Adm. Michael Mullen said the military services were examining their “senior mentor” programs because of concerns raised by a USA TODAY investigation published Wednesday.
“This is a group of individuals who provide incredibly valuable, seasoned, wise advice,” Mullen said. “But at the same time, we have to be terrific stewards of the taxpayers’ money. We have to be aware of any conflicts of interest or a perception of conflicts of interest.”
Sen. Claire McCaskill, D-Mo., chairman of the Senate Subcommittee on Contracting Oversight, said that she will investigate this issue and in a letter to Defense Secretary Robert Gates, McCaskill said that the USA TODAY story “raised disturbing questions about the ways in which defense contractors might be influencing the (Defense) department through the ‘senior mentors.'”
The letter asked Gates for five years’ worth of data, including the identities of mentors, what they worked on, their pay and any disclosures about potential conflicts of interest.

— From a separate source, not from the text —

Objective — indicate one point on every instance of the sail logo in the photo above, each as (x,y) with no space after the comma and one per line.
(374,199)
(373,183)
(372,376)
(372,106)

In an interview, McCaskill said the retired generals may provide a valuable service, “but until we know everything about what they’re getting paid and what services they are providing, I think the public has the right to raise eyebrows about what could be a very big conflict of interest.”
We’ll see where the investigations lead to and what new legislation or regulations, if any, arise out of them.
Certainly there is the perception of impropriety and perhaps the possibility of conflict of interest.
But I still maintain—and this time not tongue-in-cheek—that the vast majority of our former flag rank officers are doing what is in the best interest of our military and the nation with honor and integrity, albeit the taxpayers’ generosity and credulity are being sorely tested in the face of such “triple, quadruple dipping.”
What do you think?
The author is a retired U.S. Air Force officer and a writer.